On GDB, the segfault happens in the nvidia shared library with no stack.
The machine is a Linux 32bit on nvidia Quadro FX 1500.

I tried also to check memory with valgrind and opengl error with apitrace, without any success…

Some idea ?

Dark_Photon · January 21, 2020, 2:46am

Are you checking to make sure that your shaders Compile and Link succesfully?
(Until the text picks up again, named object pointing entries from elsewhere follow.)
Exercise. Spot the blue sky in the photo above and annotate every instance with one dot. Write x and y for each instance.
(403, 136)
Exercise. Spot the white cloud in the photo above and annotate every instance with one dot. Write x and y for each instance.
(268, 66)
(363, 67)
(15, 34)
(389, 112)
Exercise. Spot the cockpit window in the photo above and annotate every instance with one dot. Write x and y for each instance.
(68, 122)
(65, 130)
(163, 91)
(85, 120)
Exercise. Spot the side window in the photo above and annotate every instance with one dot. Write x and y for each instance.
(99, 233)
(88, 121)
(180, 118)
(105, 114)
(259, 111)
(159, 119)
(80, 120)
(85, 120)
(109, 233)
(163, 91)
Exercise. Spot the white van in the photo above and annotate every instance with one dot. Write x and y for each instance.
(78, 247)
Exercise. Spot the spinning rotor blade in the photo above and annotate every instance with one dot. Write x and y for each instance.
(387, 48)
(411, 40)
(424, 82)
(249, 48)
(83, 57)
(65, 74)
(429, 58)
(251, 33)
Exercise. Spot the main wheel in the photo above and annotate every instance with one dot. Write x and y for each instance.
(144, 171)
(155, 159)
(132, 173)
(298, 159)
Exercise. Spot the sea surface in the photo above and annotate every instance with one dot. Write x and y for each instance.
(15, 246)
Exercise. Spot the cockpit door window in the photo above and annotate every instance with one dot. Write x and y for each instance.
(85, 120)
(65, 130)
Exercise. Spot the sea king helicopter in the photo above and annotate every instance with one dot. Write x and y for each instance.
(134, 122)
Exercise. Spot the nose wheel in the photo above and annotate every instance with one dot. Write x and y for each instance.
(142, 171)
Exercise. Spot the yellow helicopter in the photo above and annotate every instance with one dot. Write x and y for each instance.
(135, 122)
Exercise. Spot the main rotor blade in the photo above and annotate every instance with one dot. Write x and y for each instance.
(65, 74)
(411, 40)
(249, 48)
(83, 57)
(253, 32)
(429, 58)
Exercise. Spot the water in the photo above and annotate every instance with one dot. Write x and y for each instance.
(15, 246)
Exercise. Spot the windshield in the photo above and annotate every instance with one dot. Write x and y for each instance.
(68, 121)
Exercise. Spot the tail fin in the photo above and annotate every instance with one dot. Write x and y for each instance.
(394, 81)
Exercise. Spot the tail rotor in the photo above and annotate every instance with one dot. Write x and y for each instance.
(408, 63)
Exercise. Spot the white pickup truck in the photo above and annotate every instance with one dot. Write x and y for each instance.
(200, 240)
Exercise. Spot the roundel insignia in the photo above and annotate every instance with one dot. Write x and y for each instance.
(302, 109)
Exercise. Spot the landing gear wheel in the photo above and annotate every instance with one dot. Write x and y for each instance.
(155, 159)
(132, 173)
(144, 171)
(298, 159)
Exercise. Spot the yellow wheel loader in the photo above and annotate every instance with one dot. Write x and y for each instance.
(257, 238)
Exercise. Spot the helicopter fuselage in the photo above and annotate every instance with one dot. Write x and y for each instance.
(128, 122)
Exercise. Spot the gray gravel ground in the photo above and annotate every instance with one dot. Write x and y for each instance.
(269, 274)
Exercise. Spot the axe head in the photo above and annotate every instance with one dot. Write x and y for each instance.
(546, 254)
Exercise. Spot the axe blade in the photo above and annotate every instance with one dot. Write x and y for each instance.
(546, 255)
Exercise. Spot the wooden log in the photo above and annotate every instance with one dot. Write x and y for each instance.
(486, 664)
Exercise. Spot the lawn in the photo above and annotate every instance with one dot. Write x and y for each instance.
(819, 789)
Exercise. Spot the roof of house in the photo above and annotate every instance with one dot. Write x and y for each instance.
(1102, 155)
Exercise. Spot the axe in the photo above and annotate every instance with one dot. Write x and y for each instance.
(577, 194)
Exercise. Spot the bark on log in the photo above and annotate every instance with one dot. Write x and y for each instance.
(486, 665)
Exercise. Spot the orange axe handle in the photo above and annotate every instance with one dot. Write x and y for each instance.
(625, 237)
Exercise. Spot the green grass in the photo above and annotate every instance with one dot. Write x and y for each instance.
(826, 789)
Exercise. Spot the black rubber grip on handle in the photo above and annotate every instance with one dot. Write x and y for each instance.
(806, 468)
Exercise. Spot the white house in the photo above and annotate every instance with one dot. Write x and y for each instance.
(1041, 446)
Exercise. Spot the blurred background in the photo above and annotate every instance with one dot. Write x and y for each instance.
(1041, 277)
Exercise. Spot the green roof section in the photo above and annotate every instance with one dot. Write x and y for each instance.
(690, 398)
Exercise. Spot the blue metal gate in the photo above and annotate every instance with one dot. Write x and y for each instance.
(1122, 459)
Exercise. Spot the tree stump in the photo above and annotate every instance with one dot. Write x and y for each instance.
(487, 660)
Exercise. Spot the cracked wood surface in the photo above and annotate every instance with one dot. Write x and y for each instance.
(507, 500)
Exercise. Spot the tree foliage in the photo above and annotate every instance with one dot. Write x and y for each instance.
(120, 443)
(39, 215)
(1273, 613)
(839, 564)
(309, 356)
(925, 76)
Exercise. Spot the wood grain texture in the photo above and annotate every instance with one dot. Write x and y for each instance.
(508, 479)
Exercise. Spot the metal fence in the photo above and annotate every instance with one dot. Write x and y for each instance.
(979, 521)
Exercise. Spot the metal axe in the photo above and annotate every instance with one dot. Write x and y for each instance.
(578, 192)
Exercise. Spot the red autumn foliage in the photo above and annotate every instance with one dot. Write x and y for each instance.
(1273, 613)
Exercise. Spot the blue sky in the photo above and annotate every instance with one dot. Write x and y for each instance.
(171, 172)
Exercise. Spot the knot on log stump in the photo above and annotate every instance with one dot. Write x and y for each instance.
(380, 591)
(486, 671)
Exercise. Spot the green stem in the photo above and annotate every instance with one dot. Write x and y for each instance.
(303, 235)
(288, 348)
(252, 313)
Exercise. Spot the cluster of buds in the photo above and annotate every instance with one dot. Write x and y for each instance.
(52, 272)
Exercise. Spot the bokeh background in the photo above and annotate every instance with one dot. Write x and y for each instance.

And Checking for OpenGL Errors?

If you fail to locate your bug, I’d suggest posting a short GLUT (or GLFW) stand-alone test program that illustrates the problem.

k3rnL:

    float getBit(float num, int position) {
       bool tmp = fract(floor(num / pow(2., float(position))) / 2.) != 0.;

       // We can't return a boot in GLSL
       return tmp ? 1. : 0.;
    }

Where did you get that you can’t return a bool in GLSL 1.1? Sure you can:

bool getBit(float num, int position) {
   bool tmp = fract(floor(num / pow(2., float(position))) / 2.) != 0.;

   // We CAN return a boot in GLSL !!
   return tmp;
}
...
    bool  visibility = ( getBit(flags.x, 22) && getBit(flags.x, 22 - view_id) );

k3rnL · January 21, 2020, 10:35am

Thanks for your answer !

Yes I do, the program would stop if something wrong with the shaders, as well as with the possible OpenGL errors.
I check at least one time per frame using glGetError.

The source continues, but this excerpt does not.